[HDS12-P04] Development of GPU Tsunami Simulator for Expanding Tsunami Scenario Bank
Keywords:Tsunami simulation, High Performance Computing, Tsunami Scenario Bank
However, current commonly used tsunami simulation technique needs 30 hours to finish 1 case of the calculation which simulates 6 hours from earthquake in 10km square area at 10m spatial resolution, which is needed for estimation, using 1 CPU core. Under this condition, we need vast amount of time and computation resources to execute a lot of tsunami simulations that cover various tsunami scenarios. Resource saving and speeding up of tsunami simulation is necessary for building tsunami scenario bank effectively and efficiently.

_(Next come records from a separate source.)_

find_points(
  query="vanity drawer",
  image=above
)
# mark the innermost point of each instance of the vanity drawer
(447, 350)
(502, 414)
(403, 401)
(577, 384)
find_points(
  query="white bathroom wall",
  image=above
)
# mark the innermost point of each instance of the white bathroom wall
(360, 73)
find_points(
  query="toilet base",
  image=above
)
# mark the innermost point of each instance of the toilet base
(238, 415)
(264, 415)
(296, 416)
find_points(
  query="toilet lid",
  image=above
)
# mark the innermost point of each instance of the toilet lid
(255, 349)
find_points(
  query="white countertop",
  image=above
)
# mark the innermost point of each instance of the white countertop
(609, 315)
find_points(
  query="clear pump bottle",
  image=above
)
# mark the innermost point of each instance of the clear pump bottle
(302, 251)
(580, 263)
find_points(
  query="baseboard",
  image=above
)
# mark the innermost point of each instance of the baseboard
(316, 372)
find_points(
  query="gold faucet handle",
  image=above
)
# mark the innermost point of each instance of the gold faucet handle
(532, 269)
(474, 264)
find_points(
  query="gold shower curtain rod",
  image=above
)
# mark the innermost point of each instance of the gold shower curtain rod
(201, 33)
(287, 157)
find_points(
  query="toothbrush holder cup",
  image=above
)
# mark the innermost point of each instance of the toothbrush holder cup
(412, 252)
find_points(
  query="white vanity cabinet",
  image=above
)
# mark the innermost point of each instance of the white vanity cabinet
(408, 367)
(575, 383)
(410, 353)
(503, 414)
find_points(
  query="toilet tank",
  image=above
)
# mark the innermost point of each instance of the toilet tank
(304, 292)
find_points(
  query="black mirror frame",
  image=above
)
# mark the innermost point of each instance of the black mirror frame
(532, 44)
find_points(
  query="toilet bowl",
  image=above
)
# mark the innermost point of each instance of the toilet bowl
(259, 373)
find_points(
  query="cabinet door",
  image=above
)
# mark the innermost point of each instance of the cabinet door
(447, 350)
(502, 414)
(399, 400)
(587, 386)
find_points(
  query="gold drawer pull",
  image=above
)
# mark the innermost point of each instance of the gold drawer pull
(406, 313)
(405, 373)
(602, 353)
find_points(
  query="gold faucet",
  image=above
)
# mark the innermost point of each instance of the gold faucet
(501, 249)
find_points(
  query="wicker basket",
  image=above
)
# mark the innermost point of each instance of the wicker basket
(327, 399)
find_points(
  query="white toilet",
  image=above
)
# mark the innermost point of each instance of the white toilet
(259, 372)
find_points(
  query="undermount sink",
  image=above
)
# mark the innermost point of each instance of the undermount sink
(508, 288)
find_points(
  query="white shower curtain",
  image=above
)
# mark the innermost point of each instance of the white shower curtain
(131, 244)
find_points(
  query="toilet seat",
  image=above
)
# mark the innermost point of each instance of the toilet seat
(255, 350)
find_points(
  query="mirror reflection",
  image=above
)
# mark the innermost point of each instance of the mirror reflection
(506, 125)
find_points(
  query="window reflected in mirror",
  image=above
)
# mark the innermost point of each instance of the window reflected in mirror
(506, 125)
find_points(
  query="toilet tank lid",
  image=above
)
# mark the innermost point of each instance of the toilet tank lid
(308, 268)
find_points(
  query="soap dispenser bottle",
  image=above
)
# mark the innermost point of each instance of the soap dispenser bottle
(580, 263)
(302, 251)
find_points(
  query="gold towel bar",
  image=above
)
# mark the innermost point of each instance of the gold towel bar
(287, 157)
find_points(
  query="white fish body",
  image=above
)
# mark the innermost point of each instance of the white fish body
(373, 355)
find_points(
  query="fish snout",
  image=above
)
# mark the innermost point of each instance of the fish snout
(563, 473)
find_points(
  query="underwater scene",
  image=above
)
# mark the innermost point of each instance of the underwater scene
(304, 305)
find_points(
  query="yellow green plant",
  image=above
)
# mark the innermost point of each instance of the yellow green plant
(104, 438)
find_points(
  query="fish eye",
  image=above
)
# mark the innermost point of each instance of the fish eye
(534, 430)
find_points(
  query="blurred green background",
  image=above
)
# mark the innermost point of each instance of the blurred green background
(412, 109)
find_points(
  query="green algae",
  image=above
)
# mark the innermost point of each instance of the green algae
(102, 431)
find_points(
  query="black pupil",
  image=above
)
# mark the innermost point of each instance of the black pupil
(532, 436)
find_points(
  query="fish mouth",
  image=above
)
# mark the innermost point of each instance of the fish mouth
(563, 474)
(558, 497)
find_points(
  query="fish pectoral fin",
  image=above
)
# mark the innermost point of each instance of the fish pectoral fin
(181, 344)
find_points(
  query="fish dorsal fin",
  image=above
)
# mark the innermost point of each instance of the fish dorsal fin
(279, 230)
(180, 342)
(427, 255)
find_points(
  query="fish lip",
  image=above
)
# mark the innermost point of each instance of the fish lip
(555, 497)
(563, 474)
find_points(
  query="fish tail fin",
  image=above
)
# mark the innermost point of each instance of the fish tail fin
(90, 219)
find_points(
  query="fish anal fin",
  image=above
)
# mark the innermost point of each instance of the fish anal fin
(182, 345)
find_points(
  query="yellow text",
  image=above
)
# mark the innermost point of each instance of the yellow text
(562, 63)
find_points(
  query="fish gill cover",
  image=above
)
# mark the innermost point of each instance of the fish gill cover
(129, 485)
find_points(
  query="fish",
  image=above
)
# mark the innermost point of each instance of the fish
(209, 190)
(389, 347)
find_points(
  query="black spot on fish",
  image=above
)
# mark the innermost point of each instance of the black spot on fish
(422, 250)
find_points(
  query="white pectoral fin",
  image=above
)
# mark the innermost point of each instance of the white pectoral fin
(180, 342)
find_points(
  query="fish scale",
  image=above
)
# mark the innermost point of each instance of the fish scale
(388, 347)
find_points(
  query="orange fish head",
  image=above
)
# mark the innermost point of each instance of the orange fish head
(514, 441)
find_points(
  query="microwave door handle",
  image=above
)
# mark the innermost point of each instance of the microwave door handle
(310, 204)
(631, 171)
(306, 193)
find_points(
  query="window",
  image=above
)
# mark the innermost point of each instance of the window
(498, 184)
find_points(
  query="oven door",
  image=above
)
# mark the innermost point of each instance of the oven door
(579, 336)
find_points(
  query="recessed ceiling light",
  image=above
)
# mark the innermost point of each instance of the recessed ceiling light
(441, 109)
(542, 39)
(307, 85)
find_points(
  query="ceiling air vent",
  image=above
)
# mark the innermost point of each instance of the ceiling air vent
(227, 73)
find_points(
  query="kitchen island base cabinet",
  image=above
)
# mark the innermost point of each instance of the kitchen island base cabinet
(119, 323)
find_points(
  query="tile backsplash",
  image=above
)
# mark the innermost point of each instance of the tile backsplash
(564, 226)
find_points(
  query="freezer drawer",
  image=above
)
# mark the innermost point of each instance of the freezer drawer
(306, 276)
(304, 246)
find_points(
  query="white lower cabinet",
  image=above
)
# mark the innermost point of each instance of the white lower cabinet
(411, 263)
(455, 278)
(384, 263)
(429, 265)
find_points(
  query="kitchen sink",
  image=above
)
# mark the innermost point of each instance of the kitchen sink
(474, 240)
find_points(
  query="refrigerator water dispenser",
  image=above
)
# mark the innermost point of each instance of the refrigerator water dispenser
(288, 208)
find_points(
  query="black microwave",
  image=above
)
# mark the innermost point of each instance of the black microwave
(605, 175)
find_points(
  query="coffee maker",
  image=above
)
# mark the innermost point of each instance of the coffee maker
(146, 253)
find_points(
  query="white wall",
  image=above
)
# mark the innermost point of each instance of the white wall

From this perspective, we are developing the simulator that can compute tsunami faster and at low cost using graphic processing unit (GPU). GPU’s massive parallel computation capability is now used for a lot of purpose. The area of tsunami simulation we focused is Sotobo coastal area Chiba prefecture. This area is divided to 13 regions whose minimum spatial resolution is 10m square and total number of spatial grids is 82 million, or 6.4 million grids on average for each region. We ported the commonly used tsunami simulation program which uses non-linear long wave theory and leap-flog scheme and considers run-up to GPU. And then, we tuned the ported program according to the characteristics of GPU’s way of execution, using memory, and so on.
Firstly, using concurrent kernel execution API (Application Programming Interface) of NVIDIA CUDA, we changed the program to be able to execute calculation asynchronously in the part where there is no need to synchronize each nested region. Or connecting data between nested regions with appropriate timing, computation of rougher grid region and that of finer grid region are executed simultaneously by 1 GPU. This can extract more GPU power and speed up the simulation.
Next, we reduced “if” branch to avoid performance degradation due to warp divergence. A lot of conditional branching exist in tsunami simulation program, such as upwind difference scheme, run-up boundary processing. CPU can process these if-else clauses in an efficient way, but GPU processes if-clause and else-clause separately and take time. So, we improved the program reducing if-else clause as far as possible.
Thirdly, we tuned global memory access. When we compute tsunami with GPU, we must use global memory to store 100 million grids of data. And the access to global memory consumes time. So, we changed the program to increase coalesced global memory access, avoid frequent access to certain variable by copying it to registers.
And various tunings are applied, such as reduction of divisional operation, replacement of power function to other functions, reduction of automatic cast from double to float, reduction of kernel calls.
By these improvements on the program, execution of tsunami simulation is accelerated to a large degree, and the simulator becomes to be able to finish the calculation of 1 region within 1 hour with 1 GPU. Furthermore, we enabled concurrent execution using multi GPUs and multi nodes, and created the environment to process massive tsunami simulations.